Used well, AI shortens feedback loops. Used blindly, it creates review debt. Here is a sane split of responsibilities between you and the model.
High-leverage phases
Exploration and naming
Brainstorming module boundaries, API shapes, and variable names is cheap to regenerate. Treat output as disposable until you lock a design.
Boilerplate and scaffolding
CRUD routes, test stubs, config files, and migration skeletons are ideal — you still own correctness and security.
Refactors with mechanical rules
Renames, extracting functions, and applying a lint rule across files work when you specify invariants ("no behavior change").

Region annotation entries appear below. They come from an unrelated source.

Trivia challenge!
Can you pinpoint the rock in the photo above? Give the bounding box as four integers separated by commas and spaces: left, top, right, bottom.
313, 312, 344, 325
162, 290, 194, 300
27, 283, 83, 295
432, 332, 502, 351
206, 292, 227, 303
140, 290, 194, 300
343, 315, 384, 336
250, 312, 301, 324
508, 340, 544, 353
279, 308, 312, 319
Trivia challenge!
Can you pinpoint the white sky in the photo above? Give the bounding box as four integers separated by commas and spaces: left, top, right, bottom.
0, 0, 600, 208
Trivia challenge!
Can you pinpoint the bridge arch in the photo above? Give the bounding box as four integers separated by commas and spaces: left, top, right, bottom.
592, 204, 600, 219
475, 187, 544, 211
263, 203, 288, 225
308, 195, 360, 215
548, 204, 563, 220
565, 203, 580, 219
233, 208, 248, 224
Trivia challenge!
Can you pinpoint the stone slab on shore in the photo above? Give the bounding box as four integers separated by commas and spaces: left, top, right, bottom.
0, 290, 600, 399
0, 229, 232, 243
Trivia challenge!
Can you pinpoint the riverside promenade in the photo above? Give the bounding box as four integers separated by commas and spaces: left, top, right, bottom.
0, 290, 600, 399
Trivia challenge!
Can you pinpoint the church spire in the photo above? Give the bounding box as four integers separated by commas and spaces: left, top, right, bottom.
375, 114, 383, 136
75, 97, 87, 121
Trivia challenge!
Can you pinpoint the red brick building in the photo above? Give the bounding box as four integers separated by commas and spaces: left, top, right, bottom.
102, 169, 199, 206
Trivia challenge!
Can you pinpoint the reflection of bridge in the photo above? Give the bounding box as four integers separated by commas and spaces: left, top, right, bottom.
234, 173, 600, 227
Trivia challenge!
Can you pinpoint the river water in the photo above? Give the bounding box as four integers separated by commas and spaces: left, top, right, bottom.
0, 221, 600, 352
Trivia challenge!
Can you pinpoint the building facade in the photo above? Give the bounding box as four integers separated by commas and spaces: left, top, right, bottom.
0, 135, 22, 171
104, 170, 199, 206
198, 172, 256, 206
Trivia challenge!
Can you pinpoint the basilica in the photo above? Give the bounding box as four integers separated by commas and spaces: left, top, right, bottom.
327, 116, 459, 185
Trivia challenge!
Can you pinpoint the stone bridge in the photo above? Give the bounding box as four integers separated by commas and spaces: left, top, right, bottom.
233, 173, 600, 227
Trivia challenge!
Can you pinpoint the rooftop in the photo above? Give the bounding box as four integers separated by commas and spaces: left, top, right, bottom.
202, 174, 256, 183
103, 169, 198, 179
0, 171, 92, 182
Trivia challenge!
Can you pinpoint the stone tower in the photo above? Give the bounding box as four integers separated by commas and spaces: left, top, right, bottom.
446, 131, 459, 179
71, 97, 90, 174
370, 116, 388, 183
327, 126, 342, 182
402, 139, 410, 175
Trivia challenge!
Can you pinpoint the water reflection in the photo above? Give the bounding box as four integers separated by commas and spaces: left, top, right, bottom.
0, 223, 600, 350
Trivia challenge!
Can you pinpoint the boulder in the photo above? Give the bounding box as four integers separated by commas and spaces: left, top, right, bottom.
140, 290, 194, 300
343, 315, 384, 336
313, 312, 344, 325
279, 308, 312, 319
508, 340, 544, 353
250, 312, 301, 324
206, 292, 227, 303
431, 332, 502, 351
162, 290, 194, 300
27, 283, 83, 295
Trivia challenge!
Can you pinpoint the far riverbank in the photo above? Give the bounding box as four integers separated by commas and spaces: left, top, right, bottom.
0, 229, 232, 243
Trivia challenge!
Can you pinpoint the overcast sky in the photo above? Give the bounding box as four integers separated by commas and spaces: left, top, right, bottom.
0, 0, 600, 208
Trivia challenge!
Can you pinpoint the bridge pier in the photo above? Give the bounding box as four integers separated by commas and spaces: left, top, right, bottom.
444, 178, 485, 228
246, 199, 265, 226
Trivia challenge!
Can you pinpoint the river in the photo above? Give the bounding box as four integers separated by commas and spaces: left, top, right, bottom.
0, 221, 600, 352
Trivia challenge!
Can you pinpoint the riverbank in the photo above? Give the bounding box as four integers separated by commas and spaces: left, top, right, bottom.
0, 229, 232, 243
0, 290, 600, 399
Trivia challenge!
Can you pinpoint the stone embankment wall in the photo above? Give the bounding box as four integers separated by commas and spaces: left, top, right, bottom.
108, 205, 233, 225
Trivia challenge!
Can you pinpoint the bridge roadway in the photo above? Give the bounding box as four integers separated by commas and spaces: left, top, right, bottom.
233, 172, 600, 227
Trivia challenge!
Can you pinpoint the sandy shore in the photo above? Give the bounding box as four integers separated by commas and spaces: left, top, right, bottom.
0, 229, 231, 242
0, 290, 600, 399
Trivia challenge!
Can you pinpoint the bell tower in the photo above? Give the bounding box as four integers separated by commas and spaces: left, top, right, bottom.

Documentation that mirrors code
Summaries of public functions, README sections, and changelog entries — always spot-check against the actual implementation.

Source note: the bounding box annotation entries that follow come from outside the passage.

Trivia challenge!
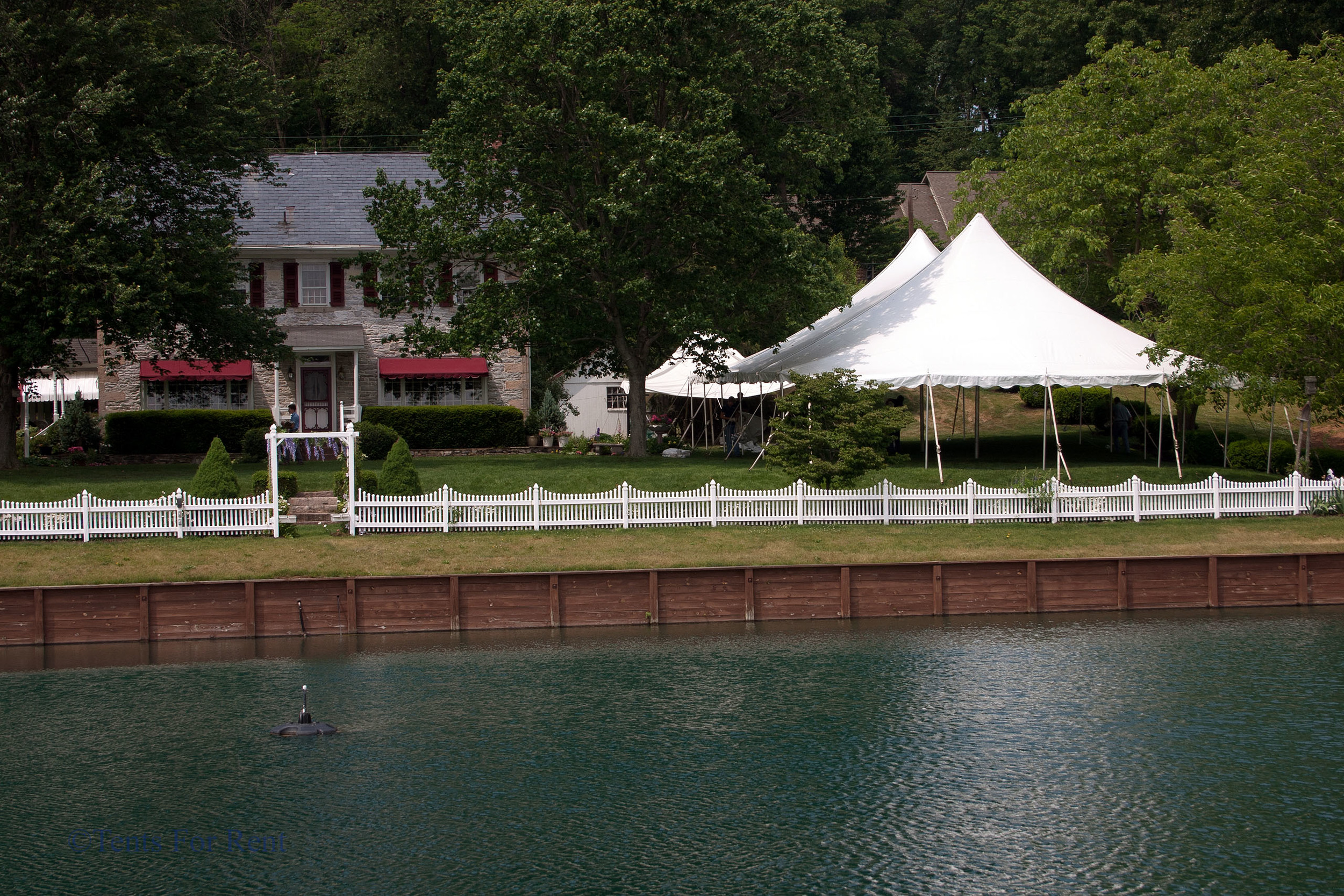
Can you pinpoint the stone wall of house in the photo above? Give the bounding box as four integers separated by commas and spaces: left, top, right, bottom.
98, 261, 532, 417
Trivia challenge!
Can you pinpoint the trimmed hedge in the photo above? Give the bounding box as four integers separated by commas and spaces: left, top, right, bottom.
364, 404, 526, 449
105, 411, 271, 454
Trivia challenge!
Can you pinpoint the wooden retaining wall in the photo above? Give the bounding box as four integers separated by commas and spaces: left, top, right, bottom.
0, 554, 1344, 645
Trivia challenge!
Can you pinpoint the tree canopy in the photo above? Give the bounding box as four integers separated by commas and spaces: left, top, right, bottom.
0, 0, 289, 466
366, 0, 883, 454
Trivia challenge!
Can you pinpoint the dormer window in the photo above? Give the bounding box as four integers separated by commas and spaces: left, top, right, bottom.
298, 264, 331, 305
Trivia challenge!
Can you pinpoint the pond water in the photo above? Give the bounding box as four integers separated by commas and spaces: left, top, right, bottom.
0, 608, 1344, 895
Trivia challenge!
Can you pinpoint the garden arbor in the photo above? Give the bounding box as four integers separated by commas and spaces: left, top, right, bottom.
266, 423, 359, 539
727, 215, 1184, 481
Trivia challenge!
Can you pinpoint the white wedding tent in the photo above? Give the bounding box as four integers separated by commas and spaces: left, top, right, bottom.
727, 215, 1180, 483
727, 215, 1176, 387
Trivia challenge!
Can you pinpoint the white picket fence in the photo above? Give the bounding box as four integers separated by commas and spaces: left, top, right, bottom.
0, 489, 277, 541
351, 473, 1344, 535
0, 473, 1344, 541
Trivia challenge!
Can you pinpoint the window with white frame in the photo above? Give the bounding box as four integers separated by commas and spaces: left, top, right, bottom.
141, 380, 252, 411
298, 264, 331, 305
382, 376, 485, 407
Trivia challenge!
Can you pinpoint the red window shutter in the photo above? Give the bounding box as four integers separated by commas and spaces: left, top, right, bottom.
331, 262, 346, 307
360, 264, 378, 306
438, 262, 456, 307
247, 262, 266, 307
285, 262, 298, 307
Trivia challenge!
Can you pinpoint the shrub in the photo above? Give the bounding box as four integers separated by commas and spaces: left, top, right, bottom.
187, 438, 238, 498
364, 404, 526, 449
379, 439, 425, 494
1227, 439, 1293, 473
355, 420, 401, 461
332, 466, 378, 511
53, 392, 102, 451
242, 426, 270, 463
253, 470, 298, 498
106, 411, 271, 454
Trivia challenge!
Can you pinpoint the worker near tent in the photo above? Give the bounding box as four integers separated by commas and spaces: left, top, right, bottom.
1110, 398, 1134, 454
719, 395, 742, 457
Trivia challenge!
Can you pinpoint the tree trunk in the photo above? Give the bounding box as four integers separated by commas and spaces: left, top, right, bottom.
0, 349, 19, 470
626, 364, 649, 457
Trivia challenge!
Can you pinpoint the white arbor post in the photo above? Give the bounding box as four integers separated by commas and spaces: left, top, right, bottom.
266, 424, 280, 539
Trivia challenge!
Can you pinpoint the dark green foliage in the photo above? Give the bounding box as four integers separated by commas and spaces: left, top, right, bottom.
766, 369, 914, 488
379, 439, 425, 494
106, 411, 271, 454
55, 392, 102, 451
253, 470, 298, 498
242, 426, 270, 463
364, 404, 526, 449
332, 465, 378, 501
355, 419, 401, 461
1227, 439, 1293, 473
187, 438, 238, 498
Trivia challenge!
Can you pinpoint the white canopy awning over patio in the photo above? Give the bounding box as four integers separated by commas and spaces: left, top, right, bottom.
728, 215, 1179, 387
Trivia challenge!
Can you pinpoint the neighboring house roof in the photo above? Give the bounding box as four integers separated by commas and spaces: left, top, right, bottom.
238, 152, 440, 248
892, 170, 999, 246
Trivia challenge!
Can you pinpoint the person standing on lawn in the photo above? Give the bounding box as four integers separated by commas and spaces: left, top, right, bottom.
719, 395, 742, 457
1110, 398, 1134, 454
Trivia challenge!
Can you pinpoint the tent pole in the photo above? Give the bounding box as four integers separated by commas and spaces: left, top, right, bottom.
1144, 385, 1148, 461
926, 377, 942, 482
1265, 399, 1278, 474
1163, 383, 1185, 479
1040, 376, 1050, 470
976, 385, 980, 461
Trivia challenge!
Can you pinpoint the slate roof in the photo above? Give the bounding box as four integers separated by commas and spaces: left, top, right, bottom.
238, 152, 440, 247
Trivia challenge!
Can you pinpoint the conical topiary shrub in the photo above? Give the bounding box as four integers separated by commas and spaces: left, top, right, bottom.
187, 435, 238, 498
378, 438, 425, 494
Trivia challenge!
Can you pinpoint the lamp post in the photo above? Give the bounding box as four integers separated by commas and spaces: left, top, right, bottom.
1298, 376, 1316, 476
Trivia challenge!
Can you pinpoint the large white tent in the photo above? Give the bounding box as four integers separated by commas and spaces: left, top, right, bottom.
727, 215, 1176, 387
727, 215, 1180, 483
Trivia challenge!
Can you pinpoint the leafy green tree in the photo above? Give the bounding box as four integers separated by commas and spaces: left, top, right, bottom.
765, 369, 914, 488
187, 435, 238, 498
1120, 38, 1344, 414
0, 0, 282, 468
364, 0, 883, 454
378, 439, 425, 494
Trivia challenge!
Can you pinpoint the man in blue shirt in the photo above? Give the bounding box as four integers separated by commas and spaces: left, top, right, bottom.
1110, 398, 1134, 454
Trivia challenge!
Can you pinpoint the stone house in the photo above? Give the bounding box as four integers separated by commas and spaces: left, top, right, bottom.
98, 152, 531, 431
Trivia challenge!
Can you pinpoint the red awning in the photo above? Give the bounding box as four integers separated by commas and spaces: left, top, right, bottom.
378, 357, 491, 380
140, 361, 252, 380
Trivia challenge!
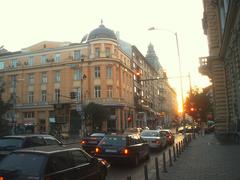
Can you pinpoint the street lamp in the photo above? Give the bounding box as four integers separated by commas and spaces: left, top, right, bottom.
148, 27, 186, 135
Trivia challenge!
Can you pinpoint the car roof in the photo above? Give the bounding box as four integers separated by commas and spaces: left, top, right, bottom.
1, 134, 55, 138
142, 129, 160, 132
160, 129, 171, 132
13, 145, 82, 154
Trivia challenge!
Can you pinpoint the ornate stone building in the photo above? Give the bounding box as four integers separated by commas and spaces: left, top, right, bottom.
0, 24, 177, 134
199, 0, 240, 139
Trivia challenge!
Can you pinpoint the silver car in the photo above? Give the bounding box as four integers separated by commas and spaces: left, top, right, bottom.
141, 130, 167, 149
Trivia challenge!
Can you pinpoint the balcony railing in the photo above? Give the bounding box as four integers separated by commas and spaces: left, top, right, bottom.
199, 57, 210, 76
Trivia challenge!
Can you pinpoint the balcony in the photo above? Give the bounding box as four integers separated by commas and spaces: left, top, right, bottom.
199, 57, 210, 77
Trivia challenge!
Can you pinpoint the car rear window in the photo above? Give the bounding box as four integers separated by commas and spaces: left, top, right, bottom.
0, 138, 24, 150
141, 131, 159, 137
0, 153, 47, 177
90, 133, 105, 137
99, 136, 126, 146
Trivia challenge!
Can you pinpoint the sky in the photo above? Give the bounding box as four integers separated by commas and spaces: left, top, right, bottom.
0, 0, 210, 110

Phases that need extra caution
Security-sensitive code
Auth, cryptography, payment flows, and deserialization: assume the model does not know your threat model. Pair with human review and static analysis.
Novel algorithms
If complexity matters (graph algorithms, numeric stability), verify against references or formal proofs — do not trust "looks right."
Cross-team contracts
OpenAPI schemas, database migrations, and public SDKs — freeze interfaces with reviewers, then let AI fill implementations underneath.
Session hygiene
- Short sessions for focused tasks; start fresh when the thread drifts.
- Pin versions of dependencies in prompts when debugging ("we use Next 16.1, not 14").
- Keep a scratch file for experiments so production branches stay clean.
Measuring whether it helped
Track time to merge and defect rate, not vibes. If AI-generated PRs need more rounds of review than human-only ones, tighten prompts or reduce scope per request.
Key takeaways
- Delegate repetitive and exploratory work; own architecture and security.
- Treat AI output as code written by a fast, forgetful teammate — review accordingly.
- Process metrics beat feelings for tuning how much AI belongs in your workflow.